In großen Einbauschränken im kombinierten Wohn- und Schlafzimmer ließen sich Betten tagsüber unterbringen. Ehrlich gesagt stellt sich mir die Frage nach der Praktikabilität und dem Komfort dieser Raumnutzung, aber flexibel ist sie allemal. Inspiration dafür war ein Zugwaggon, das wird hier ganz schön beschrieben. Überhaupt fand ich die Aufteilung teilweise etwas ungünstig gelöst, das kann natürlich auch an veränderten und persönlichen Bedürfnissen liegen. Was mich wiederum zu der Frage führte: Wie stark sollte Architektur individualisiert sein – oder lieber standardisiert?
Auffällig: Das Haus scheint sich stark nach oben hin zu orientieren, die Wohnräume sind im ersten Obergeschoss untergebracht und eine Dachterrasse schafft zusätzliche Fläche in der Stadt. Sie ist nur einer der fünf Punkte zu einer neuen Architektur nach Le Corbusiers und Pierre Jeannerets Vorstellungen, die hier Umsetzung fanden.
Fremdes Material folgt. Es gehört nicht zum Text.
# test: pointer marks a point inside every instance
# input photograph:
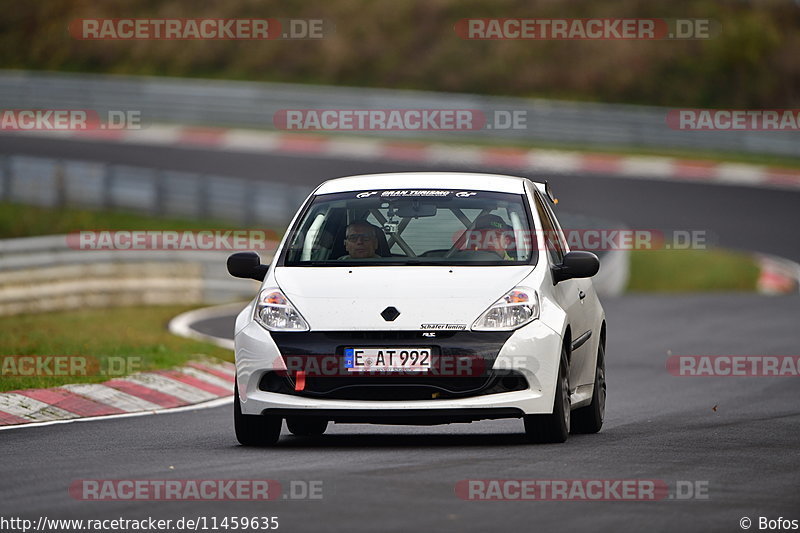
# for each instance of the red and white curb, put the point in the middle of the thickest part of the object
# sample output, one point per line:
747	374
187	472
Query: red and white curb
778	275
518	159
196	385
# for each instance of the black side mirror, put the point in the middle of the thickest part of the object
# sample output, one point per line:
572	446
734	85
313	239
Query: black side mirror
247	265
576	265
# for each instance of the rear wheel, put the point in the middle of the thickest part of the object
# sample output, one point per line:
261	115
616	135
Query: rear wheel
254	430
589	419
306	426
553	427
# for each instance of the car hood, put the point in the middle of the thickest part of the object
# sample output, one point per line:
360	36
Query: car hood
352	298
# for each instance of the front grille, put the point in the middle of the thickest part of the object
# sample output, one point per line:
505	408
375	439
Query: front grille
302	349
396	388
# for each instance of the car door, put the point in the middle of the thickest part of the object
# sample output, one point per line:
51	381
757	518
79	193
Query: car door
571	294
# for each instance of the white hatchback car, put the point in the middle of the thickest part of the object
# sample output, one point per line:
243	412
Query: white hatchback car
421	298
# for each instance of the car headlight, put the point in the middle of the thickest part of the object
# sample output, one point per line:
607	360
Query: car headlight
516	308
276	313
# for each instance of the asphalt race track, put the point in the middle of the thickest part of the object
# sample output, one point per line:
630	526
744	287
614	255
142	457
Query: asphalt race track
737	437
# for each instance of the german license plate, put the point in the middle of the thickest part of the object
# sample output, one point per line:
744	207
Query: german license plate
387	359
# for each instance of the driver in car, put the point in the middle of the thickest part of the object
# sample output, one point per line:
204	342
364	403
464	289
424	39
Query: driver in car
360	241
493	235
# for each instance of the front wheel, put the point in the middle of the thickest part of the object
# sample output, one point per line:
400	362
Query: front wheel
254	430
589	419
554	427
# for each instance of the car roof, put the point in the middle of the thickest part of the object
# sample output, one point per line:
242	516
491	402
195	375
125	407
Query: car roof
428	180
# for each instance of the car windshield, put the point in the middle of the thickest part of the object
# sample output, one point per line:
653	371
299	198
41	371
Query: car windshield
412	227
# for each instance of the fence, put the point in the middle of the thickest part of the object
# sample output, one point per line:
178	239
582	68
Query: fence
253	105
54	182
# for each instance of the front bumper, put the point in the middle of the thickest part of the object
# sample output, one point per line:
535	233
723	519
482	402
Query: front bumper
532	352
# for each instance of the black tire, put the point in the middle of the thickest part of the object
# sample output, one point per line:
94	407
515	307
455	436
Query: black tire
306	426
589	419
553	427
254	430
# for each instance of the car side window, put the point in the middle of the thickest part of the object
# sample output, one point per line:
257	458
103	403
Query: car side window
550	237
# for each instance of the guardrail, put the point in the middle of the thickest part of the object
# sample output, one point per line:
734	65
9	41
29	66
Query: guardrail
253	105
57	182
40	274
45	273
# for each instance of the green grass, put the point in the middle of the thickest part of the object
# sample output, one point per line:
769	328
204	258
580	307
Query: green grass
691	271
17	220
135	335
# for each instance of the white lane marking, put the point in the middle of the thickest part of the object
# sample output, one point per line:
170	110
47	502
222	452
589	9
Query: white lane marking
205	405
113	397
154	135
205	376
647	167
739	174
30	409
172	387
361	149
458	155
250	141
554	161
225	367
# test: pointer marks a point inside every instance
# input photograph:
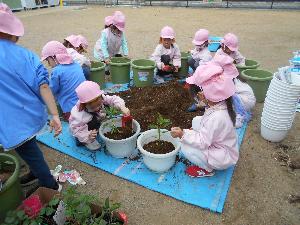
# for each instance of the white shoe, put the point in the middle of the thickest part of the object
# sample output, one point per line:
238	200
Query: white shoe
93	146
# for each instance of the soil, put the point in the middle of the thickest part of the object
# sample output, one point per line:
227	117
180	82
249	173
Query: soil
171	100
123	133
260	186
159	147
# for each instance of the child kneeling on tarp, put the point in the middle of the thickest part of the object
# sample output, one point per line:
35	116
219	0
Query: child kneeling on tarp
211	144
87	114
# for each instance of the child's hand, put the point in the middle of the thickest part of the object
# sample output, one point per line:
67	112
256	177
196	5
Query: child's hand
125	111
56	125
93	134
176	132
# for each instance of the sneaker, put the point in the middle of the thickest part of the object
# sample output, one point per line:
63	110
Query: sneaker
196	171
93	146
28	179
193	108
159	79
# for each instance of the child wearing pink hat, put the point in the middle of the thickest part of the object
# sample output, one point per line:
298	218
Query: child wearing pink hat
200	54
211	144
166	55
230	46
24	94
65	77
108	20
87	114
244	98
112	42
76	45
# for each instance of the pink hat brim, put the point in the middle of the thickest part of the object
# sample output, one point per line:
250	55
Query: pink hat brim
198	42
120	28
10	24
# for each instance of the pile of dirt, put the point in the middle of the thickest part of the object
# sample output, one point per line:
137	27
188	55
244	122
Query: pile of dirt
171	100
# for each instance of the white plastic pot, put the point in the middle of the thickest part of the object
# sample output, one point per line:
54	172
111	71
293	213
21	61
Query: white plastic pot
285	85
119	148
271	134
158	162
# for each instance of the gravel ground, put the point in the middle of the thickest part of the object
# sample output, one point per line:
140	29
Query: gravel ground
260	185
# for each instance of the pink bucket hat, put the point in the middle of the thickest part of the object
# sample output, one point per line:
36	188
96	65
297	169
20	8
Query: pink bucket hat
9	23
167	32
57	49
88	91
108	20
231	41
226	62
119	20
215	78
82	41
201	36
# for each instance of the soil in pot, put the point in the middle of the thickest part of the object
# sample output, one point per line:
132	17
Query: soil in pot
159	147
171	100
120	134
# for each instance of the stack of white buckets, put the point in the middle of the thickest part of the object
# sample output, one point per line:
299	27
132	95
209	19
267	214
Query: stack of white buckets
279	109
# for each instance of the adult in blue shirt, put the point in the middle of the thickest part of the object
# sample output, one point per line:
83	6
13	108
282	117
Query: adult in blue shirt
66	75
24	93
Mehr dazu könnt ihr beispielsweise hier nachlesen.
Weißenhofsiedlung und Weissenhofmuseum – ein lohnenswerter Besuch
Für mich macht das Haus die zeitlose Wichtigkeit von Qualität im Bauen deutlich, wie sie der Werkbund – auch aufgrund dessen Vorstellung von sozialer Verantwortung von Architektur – anstrebte.
Der Besuch in der Weißenhofsiedlung war spannend, lehrreich und inspirierend. Zu Recht zählt sie neben den Bauhausgebäuden zu den wichtigsten Adressen in Deutschland, wenn man sich für Neues Bauen interessiert. Wo sonst kann man schon so viele Häuser bekannter Architekten auf einmal finden? Noch dazu in einer solchen Varianz an Gebäudetypen?
So, das waren jetzt viele viele Monstersätze. Aber ich war irgendwie bei dem Thema sehr in Fahrt. Vielleicht interessiert euch bei der Gelegenheit auch mein Beitrag zum Bauhaus in Dessau.
Für 2020 hoffe ich auf noch mehr Gelegenheiten, Architektur des Neuen Bauens selbst wahrnehmen zu dürfen. Ganz nach dem Motto – Neues Jahr, Neues Bauen. Habt ihr Tipps, was ich unbedingt sehen muss?